We continued the day with an extensive itinerary involving non-city-kid friendly activities, such as walking in grass. She was a trooper, though. And there were enough dance recitals to attend and bands to listen to that she was having a great time regardless.
I got to take her to see a great band at the ‘Sco, an on-campus venue hosting events that range from TGIF popcorn celebrations to performances from touring bands. It took me a second to realize that her typical weeknight was different from mine - dinner and homework were more what she had in mind, so needless to say, she was very into the whole thing. She thought I was gonna let her study for her AP test at some point. She was quite mistaken.
She even got to experience her first co-op open meal, meaning that the typical dinner (members of food co-ops aren’t on the standard meal plan - they share cooking and cleaning shifts and get to eat their home-cooked meals together at the co-op) was now open to everyone who wanted to stop by. We all sat outside and had a delicious meal of fried tofu over rice, and she’s still talking about the blueberry muffins to this day. It was kind of freaky when I realized my first time on campus had also happened to involve an open meal at this exact co-op (go Pyle!). She was following in my footsteps of finding the most Oberlin-esque things to do on the first visit. We ended up, in usual Pyle fashion, discussing things like pet hedgehogs and dyed armpit hair. As it happens, the most characteristic aspects of Oberlin are typically some of the coolest - and this Pyle meal was no different.

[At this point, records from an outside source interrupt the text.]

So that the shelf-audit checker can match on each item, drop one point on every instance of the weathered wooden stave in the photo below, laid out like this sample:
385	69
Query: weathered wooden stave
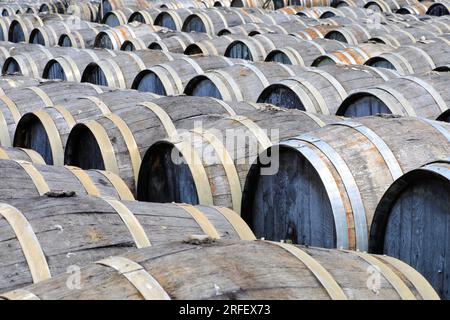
82	39
179	42
21	154
350	164
419	58
170	78
215	158
212	47
303	274
120	71
16	102
129	134
240	82
57	121
429	187
322	90
24	180
113	38
353	55
418	95
304	52
77	230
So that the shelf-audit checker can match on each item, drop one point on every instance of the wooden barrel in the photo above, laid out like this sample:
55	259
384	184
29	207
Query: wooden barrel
117	18
174	19
170	78
257	48
15	102
87	11
440	8
30	60
48	35
180	4
213	160
215	46
5	23
146	16
179	42
314	32
421	57
25	180
110	5
211	21
419	95
53	7
118	143
70	67
387	5
84	229
114	38
11	9
353	55
329	181
302	273
240	82
21	154
252	29
16	81
121	70
82	39
410	219
304	53
352	34
419	8
321	90
51	126
21	26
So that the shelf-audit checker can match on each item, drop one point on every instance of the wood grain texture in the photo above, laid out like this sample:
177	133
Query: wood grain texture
79	230
228	270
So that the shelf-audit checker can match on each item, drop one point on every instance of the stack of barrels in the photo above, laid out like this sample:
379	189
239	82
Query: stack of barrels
165	145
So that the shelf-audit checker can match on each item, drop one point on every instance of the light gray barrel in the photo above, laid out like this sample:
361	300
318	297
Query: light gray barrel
410	223
21	26
24	180
170	78
107	142
70	67
299	273
440	8
257	48
16	102
328	182
118	17
421	57
217	176
305	52
359	54
82	39
146	16
46	130
114	38
174	19
215	46
240	82
322	90
77	230
179	42
121	70
418	95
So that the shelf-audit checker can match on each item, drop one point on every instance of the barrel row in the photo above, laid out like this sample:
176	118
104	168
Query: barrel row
53	233
209	272
379	176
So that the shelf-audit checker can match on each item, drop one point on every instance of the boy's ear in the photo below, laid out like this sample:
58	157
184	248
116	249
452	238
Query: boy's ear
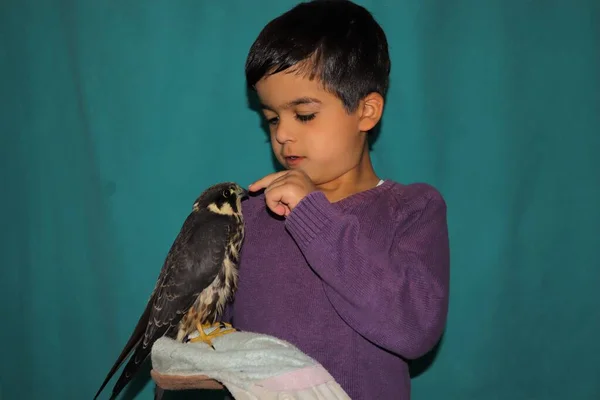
371	110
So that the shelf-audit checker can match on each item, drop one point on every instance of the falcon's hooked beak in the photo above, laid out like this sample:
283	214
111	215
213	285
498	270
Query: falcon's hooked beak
242	193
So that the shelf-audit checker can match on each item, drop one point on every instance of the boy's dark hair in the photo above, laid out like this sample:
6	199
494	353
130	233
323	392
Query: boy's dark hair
337	41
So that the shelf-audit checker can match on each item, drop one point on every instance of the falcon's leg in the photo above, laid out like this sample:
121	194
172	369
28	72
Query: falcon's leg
220	329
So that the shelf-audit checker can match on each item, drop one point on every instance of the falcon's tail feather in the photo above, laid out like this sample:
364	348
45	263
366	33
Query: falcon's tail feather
132	343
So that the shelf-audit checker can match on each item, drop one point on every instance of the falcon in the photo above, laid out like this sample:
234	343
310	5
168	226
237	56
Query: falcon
198	278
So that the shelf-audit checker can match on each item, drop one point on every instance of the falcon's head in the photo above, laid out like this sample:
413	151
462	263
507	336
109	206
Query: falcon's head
223	198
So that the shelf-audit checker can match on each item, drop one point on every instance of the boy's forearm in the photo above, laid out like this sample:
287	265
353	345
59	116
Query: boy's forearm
398	298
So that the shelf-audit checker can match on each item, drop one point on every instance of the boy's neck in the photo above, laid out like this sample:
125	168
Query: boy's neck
357	180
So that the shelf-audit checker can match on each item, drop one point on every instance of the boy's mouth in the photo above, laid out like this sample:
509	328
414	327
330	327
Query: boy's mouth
293	160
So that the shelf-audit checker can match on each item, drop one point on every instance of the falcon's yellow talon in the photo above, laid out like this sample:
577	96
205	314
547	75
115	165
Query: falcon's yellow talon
217	331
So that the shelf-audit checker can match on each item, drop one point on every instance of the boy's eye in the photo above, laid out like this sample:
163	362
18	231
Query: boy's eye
299	117
305	117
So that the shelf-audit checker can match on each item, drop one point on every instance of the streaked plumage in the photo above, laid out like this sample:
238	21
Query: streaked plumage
197	279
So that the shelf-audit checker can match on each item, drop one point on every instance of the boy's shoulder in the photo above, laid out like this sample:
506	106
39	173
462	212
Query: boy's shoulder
418	192
399	199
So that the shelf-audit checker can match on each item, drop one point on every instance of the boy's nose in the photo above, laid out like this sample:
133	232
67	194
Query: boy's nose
284	134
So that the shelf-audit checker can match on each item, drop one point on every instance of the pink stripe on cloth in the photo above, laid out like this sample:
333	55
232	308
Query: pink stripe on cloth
297	380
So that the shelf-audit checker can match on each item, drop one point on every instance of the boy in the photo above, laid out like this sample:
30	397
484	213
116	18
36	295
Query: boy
351	269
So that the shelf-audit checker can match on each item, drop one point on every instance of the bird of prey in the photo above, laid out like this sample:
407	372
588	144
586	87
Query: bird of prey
199	276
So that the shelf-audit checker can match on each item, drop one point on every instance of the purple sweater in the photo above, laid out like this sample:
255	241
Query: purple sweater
360	285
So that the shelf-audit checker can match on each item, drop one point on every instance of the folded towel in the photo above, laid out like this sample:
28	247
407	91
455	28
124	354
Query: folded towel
251	366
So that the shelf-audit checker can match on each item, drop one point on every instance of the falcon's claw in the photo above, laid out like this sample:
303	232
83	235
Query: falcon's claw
220	329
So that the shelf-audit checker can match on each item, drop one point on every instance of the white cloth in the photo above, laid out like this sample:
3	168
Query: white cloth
251	366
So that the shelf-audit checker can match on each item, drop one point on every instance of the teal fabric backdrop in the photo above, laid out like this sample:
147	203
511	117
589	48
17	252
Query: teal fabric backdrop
115	115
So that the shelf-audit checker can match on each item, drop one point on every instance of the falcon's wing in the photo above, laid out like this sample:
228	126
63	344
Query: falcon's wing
191	265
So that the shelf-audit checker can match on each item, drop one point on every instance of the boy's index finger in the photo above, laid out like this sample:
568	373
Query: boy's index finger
265	181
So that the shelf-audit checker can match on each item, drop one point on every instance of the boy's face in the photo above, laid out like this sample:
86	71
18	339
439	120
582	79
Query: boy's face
311	130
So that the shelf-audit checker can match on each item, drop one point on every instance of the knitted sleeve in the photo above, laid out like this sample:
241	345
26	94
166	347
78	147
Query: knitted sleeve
397	298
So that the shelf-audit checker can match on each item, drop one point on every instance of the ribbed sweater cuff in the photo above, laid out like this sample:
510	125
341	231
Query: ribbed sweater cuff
306	221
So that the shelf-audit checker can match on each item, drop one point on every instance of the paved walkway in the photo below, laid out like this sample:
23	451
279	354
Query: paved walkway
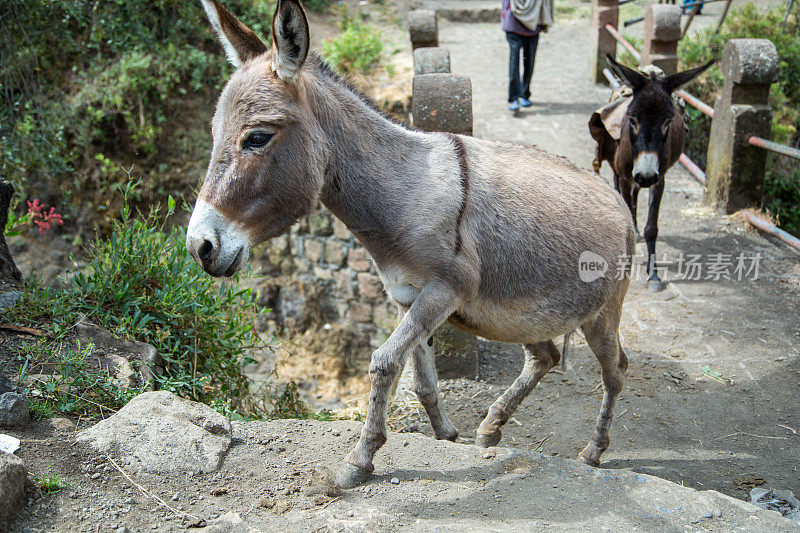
715	364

The best part of it all was seeing her interact with the friends I've made since the beginning of the year. I had no idea how it would play out - high school, while only a year behind most of us, feels like worlds away. I was worried they’d have nothing to talk about. Soon enough though, Amelia made the same discovery I did after the first minute of meeting the people I’ve been lucky enough to surround myself with for the past two semesters. The people are really the best part of this school. Within no time, they were laughing and sharing stories in the circle of lounge chairs as if this were just another average week - they had adopted her into the group as if they had known her as long as I had, and I could see her opening up more and more with each conversation.
By the time she had to leave, she was devastated about having to return to the monotonous grind of school in the city. "Why do you have such great friends, dude? You suck!” was her way of letting me know she absolutely loved it here. Every time we ended one activity, she’d always ask for the next, and we’d whisk her off to something even more exciting with even more opportunities to see and interact with raw talent and the friendliest of faces. She wasn’t thinking she’d use this as a seriously informative visit for her college consideration because she was pretty certain after high school that art schools weren’t for her. As she was packing up her suitcase to leave, though, she asserted that she was definitely going to apply in her senior year. I, the person who she’ll disagree with on the color of the sky just to disagree with, had somehow managed to change her mind about how great this place is. She hadn't adopted one of my opinions in ages - seriously, it took her five years to listen to Queen because I had a phase in eighth grade she couldn’t brush off. It was a much bigger step than I could’ve hoped for as a constantly-disputed older sister.
It’s funny how this place naturally does that to people. My sister and I have always been such different people - she hates reading, and I think I would rather battle a subway rat than have to do a math problem (OK, that’s an exaggeration. I hate nothing more in this world than rats. I am aware of the irony here. My life is so hard). She worships Taylor Swift like a god and (I know, this is dangerous territory) I can barely stand the nostalgic songs I do like off of 1989. Our tastes are different, sometimes aggressively so. Nevertheless, she was completely won over! That’s another great thing about this place. Oberlin isn’t for one single kind of person. It’s full of diverse and intermingling interests, experiences, and ideas.
This experience reminded me of the uncertain expectations I had going into college, and how I never realized I would fall in love with the place so quickly. And there was never a definitive moment where I had decided I had - there was never even a moment to decide. I knew the feeling as I saw her expression change from reserved intrigue to a sense of belonging and curiosity to explore more. She was hooked, even if only for this brief visit. I have a feeling she hasn’t seen the end of this place. I may not be the best reader of her ever-changing adolescent mind, but I have a feeling.